5 secrets of Copper-T no one tells you

Sure, you have heard of Copper-T, it’s one of many contraception methods used by women the world over. But you personally prefer using the Pill, or a condom. The fear among most women of using a Copper-T is mostly related to the “insertion” and “does it just stay there?” part of it. So here we are, ready to bust some myths and throw a little light on this relatively lesser known kind of contraceptive. 

What is Copper-T?

It’s an intrauterine device placed in a woman’s uterus by an expert. Yes, it’s an invasive procedure that you can’t do yourself. The copper is what prevents pregnancy by acting as a spermicide. Even if a sperm does fertilize an egg, the copper ions prevent implantation of the egg, avoiding pregnancy. It is highly effective and has no effect on a woman’s fertility.

5 things you didn’t know about Copper-T

1. Research studies have shown that if you get a Copper-T inserted within five days of unsafe sex, it can cut down your risk of getting pregnant by 99.9%

2. It hurts. Yes. It might feel like a slightly painful pap smear and some women experience pain during insertion (which, thankfully lasts a few seconds) followed by period-like cramps. But like any alien object in your body (contacts, for example), it takes time to get used to, and once you do, all is well. 

3. Copper-T is ideally best for women who’ve experienced labour. This is because when you undergone labour and pregnancy, the opening of your cervix widens, making it easier for the device to be inserted. If you already have painful period, a Copper-T may not be the best idea for you.

4. Copper-T won’t change sex. As most women know, there is a thread that hangs out once you get the IUD inserted, but it’s not so low that it’s going to interfere with penetration during sex. So if your partner is worried about “getting entangled” tell him that it’s impossible for him to even feel it. If you still have concerns, contact your gynaec.

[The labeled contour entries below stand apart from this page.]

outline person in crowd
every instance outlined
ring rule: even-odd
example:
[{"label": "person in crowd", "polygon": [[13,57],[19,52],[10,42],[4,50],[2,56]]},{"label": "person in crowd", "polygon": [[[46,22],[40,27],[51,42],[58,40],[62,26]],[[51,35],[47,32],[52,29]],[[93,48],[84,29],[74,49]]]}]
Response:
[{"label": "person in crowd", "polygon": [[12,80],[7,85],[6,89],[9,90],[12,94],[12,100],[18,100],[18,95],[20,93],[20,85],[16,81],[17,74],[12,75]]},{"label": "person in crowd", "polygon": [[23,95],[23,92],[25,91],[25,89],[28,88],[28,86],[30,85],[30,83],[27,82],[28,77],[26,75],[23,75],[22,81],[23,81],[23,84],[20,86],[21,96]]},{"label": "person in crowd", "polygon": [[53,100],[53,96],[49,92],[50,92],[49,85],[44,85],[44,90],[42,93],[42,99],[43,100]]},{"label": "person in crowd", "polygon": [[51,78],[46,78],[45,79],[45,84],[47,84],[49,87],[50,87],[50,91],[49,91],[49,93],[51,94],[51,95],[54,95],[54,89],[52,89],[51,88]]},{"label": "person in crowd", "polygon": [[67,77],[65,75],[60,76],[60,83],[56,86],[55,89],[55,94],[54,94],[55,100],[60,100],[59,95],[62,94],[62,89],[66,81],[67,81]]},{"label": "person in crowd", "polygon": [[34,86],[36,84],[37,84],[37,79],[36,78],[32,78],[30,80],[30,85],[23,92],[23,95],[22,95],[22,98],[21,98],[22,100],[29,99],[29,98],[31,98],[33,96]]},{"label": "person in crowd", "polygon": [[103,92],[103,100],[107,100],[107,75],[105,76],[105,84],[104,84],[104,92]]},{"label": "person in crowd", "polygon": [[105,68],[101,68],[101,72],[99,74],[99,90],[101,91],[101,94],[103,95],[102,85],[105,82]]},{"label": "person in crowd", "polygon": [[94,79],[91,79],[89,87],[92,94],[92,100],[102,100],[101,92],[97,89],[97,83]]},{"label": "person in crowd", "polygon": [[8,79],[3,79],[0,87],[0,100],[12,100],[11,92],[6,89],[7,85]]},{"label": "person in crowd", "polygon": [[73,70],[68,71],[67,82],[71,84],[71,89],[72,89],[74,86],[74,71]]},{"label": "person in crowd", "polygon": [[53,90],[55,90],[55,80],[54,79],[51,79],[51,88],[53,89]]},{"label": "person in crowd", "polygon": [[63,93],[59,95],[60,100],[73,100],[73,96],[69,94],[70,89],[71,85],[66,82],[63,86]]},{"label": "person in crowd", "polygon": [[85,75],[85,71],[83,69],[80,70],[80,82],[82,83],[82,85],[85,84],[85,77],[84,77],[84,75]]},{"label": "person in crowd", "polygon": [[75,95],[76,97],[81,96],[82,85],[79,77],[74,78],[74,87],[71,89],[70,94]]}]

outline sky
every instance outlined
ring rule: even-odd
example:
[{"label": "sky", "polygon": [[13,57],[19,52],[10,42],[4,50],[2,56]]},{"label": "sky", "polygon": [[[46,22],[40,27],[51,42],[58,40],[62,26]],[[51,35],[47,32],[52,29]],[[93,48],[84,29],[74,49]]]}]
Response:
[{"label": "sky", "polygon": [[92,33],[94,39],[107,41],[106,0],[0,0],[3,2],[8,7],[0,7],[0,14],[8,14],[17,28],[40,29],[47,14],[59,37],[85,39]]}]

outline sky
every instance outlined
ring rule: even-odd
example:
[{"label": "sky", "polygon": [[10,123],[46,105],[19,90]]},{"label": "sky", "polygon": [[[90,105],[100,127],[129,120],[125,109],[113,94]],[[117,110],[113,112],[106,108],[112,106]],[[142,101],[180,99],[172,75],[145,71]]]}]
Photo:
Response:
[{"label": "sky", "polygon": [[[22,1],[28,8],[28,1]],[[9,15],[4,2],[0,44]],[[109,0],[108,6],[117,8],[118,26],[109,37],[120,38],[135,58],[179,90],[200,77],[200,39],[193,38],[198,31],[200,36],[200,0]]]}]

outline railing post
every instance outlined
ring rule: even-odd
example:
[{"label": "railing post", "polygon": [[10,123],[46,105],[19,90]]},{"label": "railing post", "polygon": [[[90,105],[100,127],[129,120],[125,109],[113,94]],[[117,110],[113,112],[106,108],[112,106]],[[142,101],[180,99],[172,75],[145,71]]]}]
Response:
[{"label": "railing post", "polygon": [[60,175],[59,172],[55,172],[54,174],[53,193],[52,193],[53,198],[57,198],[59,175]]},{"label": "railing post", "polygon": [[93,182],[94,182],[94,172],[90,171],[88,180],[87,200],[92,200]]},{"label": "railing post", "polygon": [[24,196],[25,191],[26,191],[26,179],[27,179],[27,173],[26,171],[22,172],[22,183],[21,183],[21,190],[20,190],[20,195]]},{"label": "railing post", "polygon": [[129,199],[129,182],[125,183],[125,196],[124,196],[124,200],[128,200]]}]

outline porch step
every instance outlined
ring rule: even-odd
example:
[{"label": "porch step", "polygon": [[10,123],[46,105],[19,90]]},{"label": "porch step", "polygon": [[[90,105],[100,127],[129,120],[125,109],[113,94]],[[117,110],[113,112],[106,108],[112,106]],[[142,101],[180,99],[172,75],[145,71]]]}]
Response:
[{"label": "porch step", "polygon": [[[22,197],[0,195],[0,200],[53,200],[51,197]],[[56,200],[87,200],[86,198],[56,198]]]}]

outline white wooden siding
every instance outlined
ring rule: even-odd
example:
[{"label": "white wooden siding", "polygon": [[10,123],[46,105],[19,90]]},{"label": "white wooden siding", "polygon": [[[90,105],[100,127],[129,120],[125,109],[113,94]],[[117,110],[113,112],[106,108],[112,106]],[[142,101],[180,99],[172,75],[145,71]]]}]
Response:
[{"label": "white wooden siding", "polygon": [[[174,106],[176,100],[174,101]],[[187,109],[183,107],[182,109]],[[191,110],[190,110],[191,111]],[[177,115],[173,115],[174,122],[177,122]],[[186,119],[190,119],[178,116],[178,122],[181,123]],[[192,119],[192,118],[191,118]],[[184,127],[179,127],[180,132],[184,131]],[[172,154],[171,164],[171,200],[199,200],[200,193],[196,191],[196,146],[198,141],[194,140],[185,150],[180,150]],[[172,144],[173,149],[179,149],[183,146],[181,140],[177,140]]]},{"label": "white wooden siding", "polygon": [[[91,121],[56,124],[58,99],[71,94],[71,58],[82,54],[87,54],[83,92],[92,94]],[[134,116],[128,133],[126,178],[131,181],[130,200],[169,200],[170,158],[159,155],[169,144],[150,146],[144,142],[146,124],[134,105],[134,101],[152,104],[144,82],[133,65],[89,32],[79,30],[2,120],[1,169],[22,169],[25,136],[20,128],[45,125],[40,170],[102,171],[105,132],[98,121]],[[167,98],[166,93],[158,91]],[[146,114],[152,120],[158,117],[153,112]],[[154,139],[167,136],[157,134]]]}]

5. Pills aren’t better than Copper-T. With pills, you are directly messing with your hormones. Plus, if the chances of pregnancy with a pill are way higher as compared to that of an IUD, how’s it better?

Remember:

1. Copper-T is a barrier against pregnancy, not STDs, so if you have multiple partners, use condoms.
2. There’s a chance your IUD might fall out during periods, so keep an eye on it.
3. Having severe cramps, pain or bleeding during sex or otherwise and unusual vaginal discharge are all not normal signs and you should show them to a doctor if they occur.
4. If you think you may have gotten pregnant despite a copper IUD, head to the doctor immediately because it can cause premature birth or a miscarriage.
5. If you’ve had a vaginal delivery, you can get a copper IUD inserted right after delivery, in case of a c-section, insertion can be done after 4-6 weeks.